The Cloud Security Alliance (CSA) made its inaugural splash at last week's RSA Security Conference 2009 in San Francisco. The group kicked off an ambitious white paper that attempts to define everything from the architecture of cloud services to the impact of cloud services on litigation and encryption. It was a herculean effort to try to get this off the ground. And there is still much more work to do -- especially in the one area the group left out.

This is a great article that talks about the problems of putting all your security eggs into one basket.

Last night, I finally had a chance to read the CSA's paper Security Guidance for Critical Areas of Focus in Cloud Computing. To say it is a colossal task to attempt to define and demark the various flavors of cloud computing, plus explain the impact the cloud models will have on IT architecture, governance and enterprise risk management, compliance, BC/DR, portability of data, identity and access management, encryption and key management -- is an absurd understatement.

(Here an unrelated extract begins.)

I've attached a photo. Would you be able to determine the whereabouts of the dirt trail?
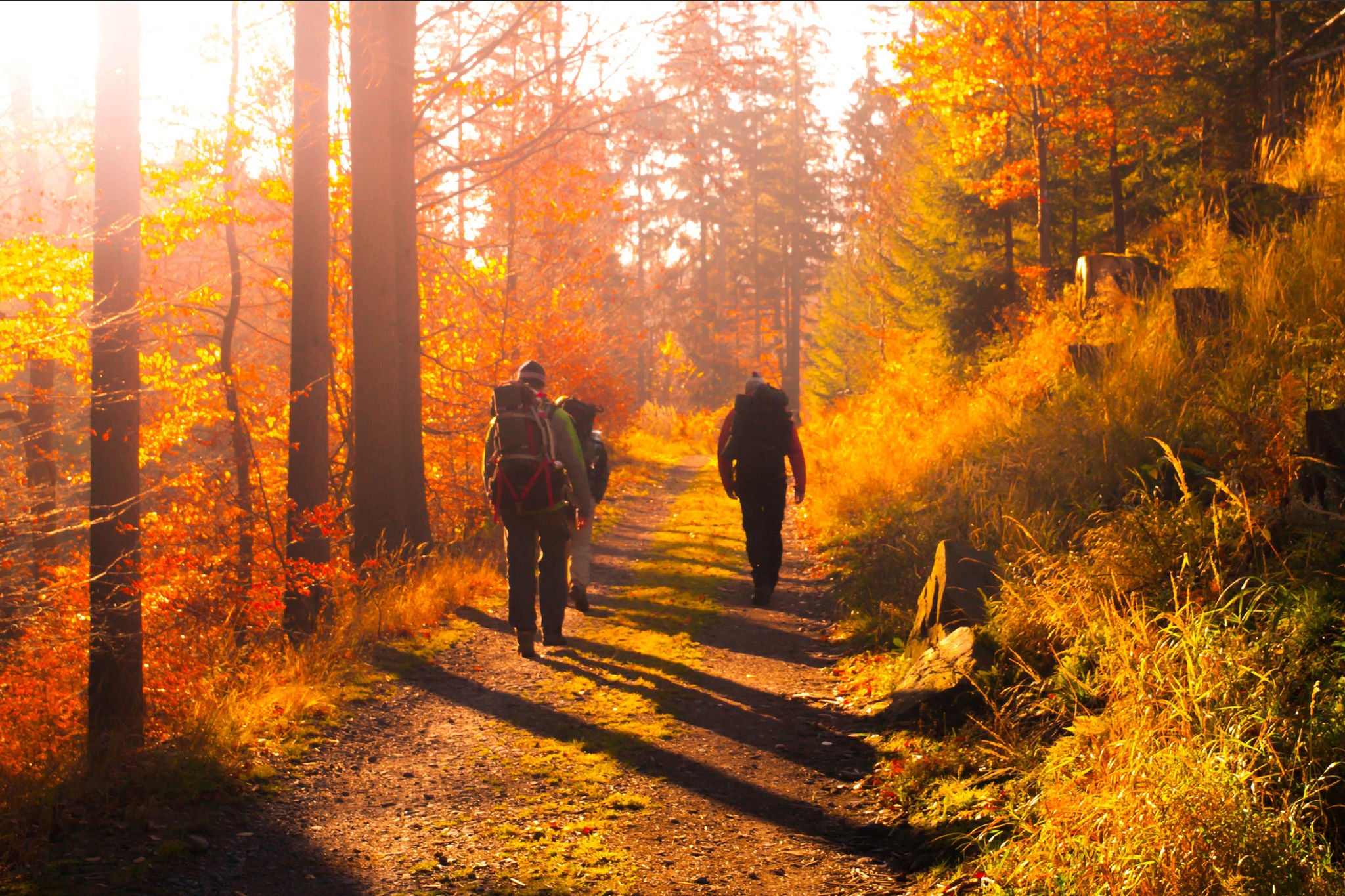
[136,458,919,896]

Name the technical aspect of cloud computing: and this paper takes a swing at it.

The overarching goal of this paper is to not only help to bring some sense to cloud computing terminology (which currently consumes the first 30 minutes of any attempt at in-depth discussion on the subject), but also help guide service providers and application developers as to what they need to do to ensure they're providing a sustainable, secure, regulatory friendly platform or service.